Die New York Knicks haben in Spiel 4 der NBA Finals das größte Comeback der Finals-Geschichte hingelegt und stehen einen Sieg vor dem ersten Meistertitel seit 1973. Im Madison Square Garden lag das Team zur Halbzeit mit 29 Punkten gegen die San Antonio Spurs zurück, gewann das Spiel am Mittwochabend Ortszeit aber noch mit 107:106. In der Best-of-Seven-Serie führt New York damit 3:1.
Der entscheidende Wurf fiel 1,2 Sekunden vor Schluss. Jalen Brunsons Dreierversuch sprang vom Ring, OG Anunoby kam aus der zweiten Reihe in die Zone, griff mit dem rechten Arm nach und tippte den Ball durch das Netz. Sekunden zuvor hatte derselbe Anunoby den Spurs-Guard De'Aaron Fox aus rund vier Metern Entfernung geblockt - statt die Uhr herunterzudribbeln, hatte Fox bei 12,8 verbleibenden Sekunden auf einen Korbleger gezogen. „Ich weiß nicht, ob es in der Geschichte des Knicks-Basketballs eine wichtigere Aktion gab als diese“, sagte Trainer Mike Brown nach der Schlusssirene auf der Pressekonferenz.
Bis weit ins dritte Viertel hatte San Antonio die Partie kontrolliert. Mit 27 Punkten Pause-Führung hielt Texas die dritthöchste Halbzeitführung der NBA-Finals-Geschichte, Victor Wembanyama war beim Wechsel in 21 Minuten mit einer Plus/Minus-Bilanz von +28 der überragende Mann auf dem Parkett. In der zweiten Hälfte traf Wembanyamas Team dann nur noch drei von 17 Dreiern, New York drehte den Spielstand mit einem 28:9-Lauf im vierten Viertel. Bei 9:33 Minuten vor Schluss hatten die ESPN-Analytics dem Spurs-Sieg noch eine Wahrscheinlichkeit von 99,6 Prozent gegeben.
Ich kann es im Moment nicht wirklich erklären. Wir waren in der zweiten Halbzeit eindeutig nicht die Mannschaft mit dem größten Hunger.
Brunson legte 36 Punkte auf, Anunoby kam mit zehn von 15 Wurfversuchen und sieben Dreiern bei neun Versuchen auf eine persönliche Playoff-Bestmarke von 33 Zählern.

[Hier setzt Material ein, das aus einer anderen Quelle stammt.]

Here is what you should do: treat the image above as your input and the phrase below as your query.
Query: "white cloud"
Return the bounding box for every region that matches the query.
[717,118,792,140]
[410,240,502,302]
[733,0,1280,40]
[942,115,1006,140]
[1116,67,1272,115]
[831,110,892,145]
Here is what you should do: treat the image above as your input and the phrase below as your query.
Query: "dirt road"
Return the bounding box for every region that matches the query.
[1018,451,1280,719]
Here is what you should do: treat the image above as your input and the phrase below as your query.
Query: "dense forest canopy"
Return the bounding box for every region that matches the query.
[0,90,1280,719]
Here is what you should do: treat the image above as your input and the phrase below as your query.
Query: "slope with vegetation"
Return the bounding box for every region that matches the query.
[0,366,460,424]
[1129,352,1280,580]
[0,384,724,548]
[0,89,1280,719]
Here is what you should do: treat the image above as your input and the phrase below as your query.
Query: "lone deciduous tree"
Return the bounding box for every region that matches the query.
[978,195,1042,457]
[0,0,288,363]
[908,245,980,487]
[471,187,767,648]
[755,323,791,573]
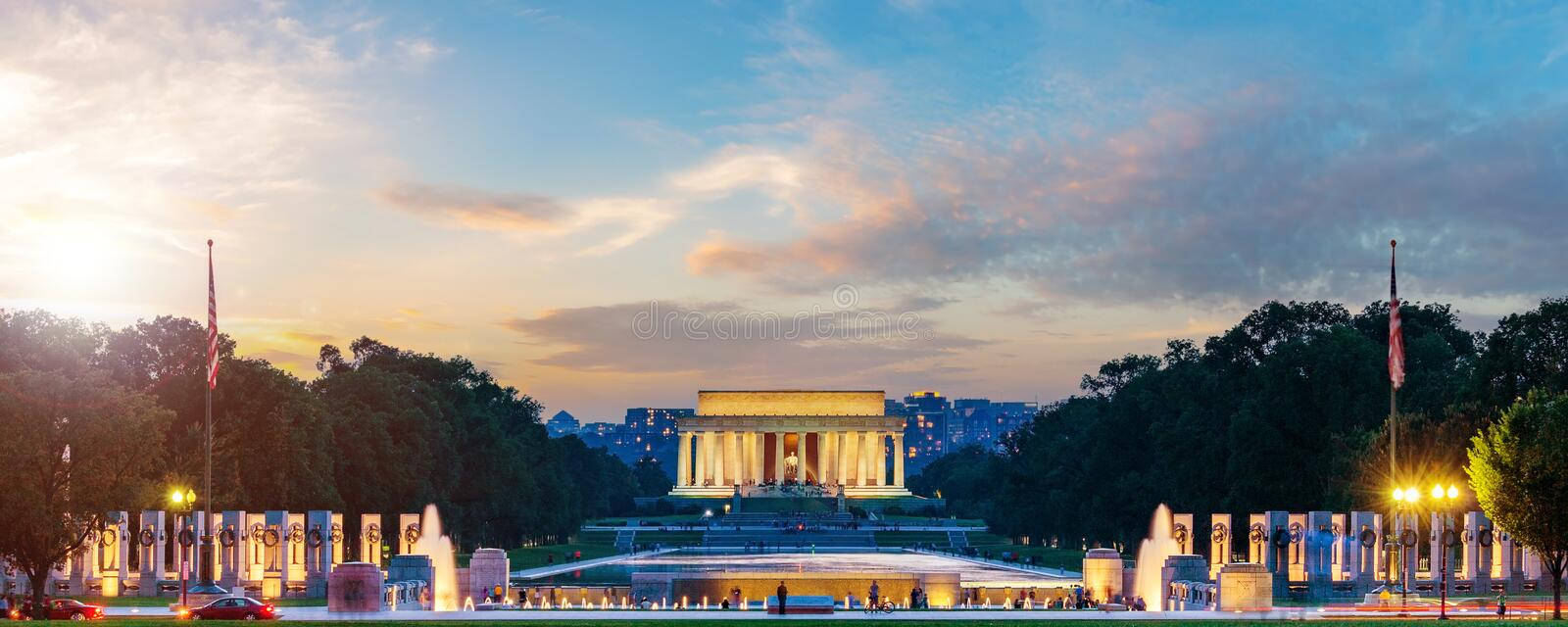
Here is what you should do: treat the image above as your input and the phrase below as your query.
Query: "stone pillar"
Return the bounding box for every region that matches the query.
[218,509,251,593]
[872,431,888,486]
[262,509,291,599]
[1460,511,1492,594]
[724,431,747,486]
[240,511,267,585]
[795,431,806,483]
[844,431,865,486]
[676,431,692,486]
[833,431,850,486]
[1084,549,1122,603]
[1209,514,1236,580]
[751,431,768,483]
[892,431,905,488]
[1171,514,1198,555]
[1346,511,1383,594]
[812,431,828,484]
[859,431,876,486]
[304,509,332,598]
[1264,511,1291,596]
[359,514,382,567]
[692,431,713,486]
[773,431,784,483]
[1328,514,1350,582]
[1301,511,1336,599]
[1217,564,1273,611]
[713,431,729,486]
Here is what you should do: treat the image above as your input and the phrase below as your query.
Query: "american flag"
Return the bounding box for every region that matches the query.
[1388,240,1405,389]
[207,240,218,389]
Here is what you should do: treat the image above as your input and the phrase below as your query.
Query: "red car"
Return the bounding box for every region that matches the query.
[190,598,282,621]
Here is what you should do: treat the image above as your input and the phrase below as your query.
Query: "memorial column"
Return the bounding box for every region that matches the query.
[751,431,768,483]
[692,431,708,486]
[817,431,828,484]
[676,431,692,486]
[713,431,729,486]
[892,431,904,488]
[773,431,784,483]
[872,431,888,486]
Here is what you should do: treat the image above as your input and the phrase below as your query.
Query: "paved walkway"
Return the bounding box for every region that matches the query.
[272,608,1317,621]
[512,547,680,578]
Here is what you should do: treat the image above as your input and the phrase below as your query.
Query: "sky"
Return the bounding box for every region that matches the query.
[0,0,1568,420]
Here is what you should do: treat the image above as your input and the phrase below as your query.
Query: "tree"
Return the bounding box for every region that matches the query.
[0,366,172,617]
[632,455,676,497]
[1464,392,1568,621]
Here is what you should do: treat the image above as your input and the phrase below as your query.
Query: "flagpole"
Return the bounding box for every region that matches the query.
[1388,240,1408,589]
[198,240,227,594]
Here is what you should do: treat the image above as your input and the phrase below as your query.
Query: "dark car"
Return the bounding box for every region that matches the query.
[190,598,282,621]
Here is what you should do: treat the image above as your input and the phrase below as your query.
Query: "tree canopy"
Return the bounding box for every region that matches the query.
[0,311,638,547]
[1466,390,1568,621]
[909,300,1568,544]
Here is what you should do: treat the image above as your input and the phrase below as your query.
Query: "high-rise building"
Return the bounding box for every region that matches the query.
[544,410,582,437]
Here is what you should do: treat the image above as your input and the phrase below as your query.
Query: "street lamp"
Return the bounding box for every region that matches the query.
[1432,483,1460,621]
[170,488,196,606]
[1388,488,1421,605]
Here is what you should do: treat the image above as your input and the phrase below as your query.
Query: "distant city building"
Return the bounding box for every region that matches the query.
[884,390,1040,467]
[544,410,582,437]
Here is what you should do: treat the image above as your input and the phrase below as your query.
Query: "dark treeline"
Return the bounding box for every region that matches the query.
[0,311,646,549]
[909,298,1568,544]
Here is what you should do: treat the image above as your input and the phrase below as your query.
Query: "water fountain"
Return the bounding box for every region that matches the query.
[1132,504,1181,611]
[414,504,460,611]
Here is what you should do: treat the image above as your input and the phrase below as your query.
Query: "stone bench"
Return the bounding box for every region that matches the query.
[768,594,833,614]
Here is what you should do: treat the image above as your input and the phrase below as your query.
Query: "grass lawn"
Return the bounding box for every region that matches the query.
[58,614,1543,627]
[878,514,985,527]
[60,598,326,608]
[969,531,1084,570]
[507,543,619,570]
[588,514,703,528]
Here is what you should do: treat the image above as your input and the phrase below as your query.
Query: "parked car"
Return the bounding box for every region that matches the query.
[190,598,282,621]
[14,599,104,621]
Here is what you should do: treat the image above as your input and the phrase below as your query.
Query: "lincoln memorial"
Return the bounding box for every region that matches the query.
[669,390,909,499]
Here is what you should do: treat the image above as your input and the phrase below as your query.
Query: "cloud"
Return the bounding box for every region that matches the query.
[374,182,677,256]
[397,37,452,68]
[282,331,332,345]
[500,301,983,386]
[374,182,572,232]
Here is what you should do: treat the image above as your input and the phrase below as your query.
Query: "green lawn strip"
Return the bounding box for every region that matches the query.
[60,598,326,608]
[64,617,1543,627]
[872,531,949,547]
[507,543,621,570]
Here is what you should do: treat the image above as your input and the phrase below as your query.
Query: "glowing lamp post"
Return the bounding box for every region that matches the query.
[1432,484,1460,621]
[170,488,196,608]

Wembanyama beendete die Partie mit 24 Punkten und 13 Rebounds, traf aus dem Feld aber nur einen Bruchteil seiner 24 Versuche. „Das ist elektrisierend. Das sind die besten Fans der Welt. Es ist unfassbar“, sagte Anunoby nach Spielschluss gegenüber dem Sender ABC. Brunson fasste den Abend in einem Wort zusammen: „Glaube“. Mike Brown sagte, sichtlich aufgewühlt: „Du brauchst ein bisschen Glück - im Leben, im Sport. Aber du kannst auch für dein eigenes Glück sorgen“.
Ein Sieg vom ersten Titel seit 1973
Mit dem Sieg sind die Knicks drei mögliche Spiele lang nur noch ein Erfolg vom ersten Meisterstern seit 53 Jahren entfernt. Den letzten und einzigen NBA-Titel der Franchise hatte das Team 1973 unter Trainer Red Holzman mit Walt Frazier und Willis Reed geholt. Spiel 5 wird in der Nacht zum Samstag MESZ in San Antonio angepfiffen, die Spurs müssten drei Partien in Folge gewinnen, um die Serie zu drehen.
Auf der anderen Seite muss Wembanyama nach dem Einbruch die Mannschaft neu aufrichten. Der Franzose, in der regulären Saison als MVP-Kandidat gehandelt, stand am Ende ratlos auf dem Court. Der TV-Experte Charles Barkley urteilte im Studio: „Wir haben die dümmste Basketball-Mannschaft in der Geschichte der Zivilisation gesehen“. Für San Antonio, das seit dem letzten Titel 2014 wartet, wäre ein klarer Sieg in Spiel 5 die einzige realistische Chance, das Finale nach New York und damit ins Madison Square Garden zurückzubringen.
Der bisherige Comeback-Rekord in einem NBA-Finalspiel stammte aus dem Jahr 1971: Die Baltimore Bullets hatten damals aus 25 Punkten Rückstand gegen Milwaukee gewonnen. Anunobys Tipp-In von Mittwoch löst diesen Eintrag im NBA-Geschichtsbuch ab - und steht jetzt selbst als Marke, an der sich künftige Finalspiele werden messen lassen müssen.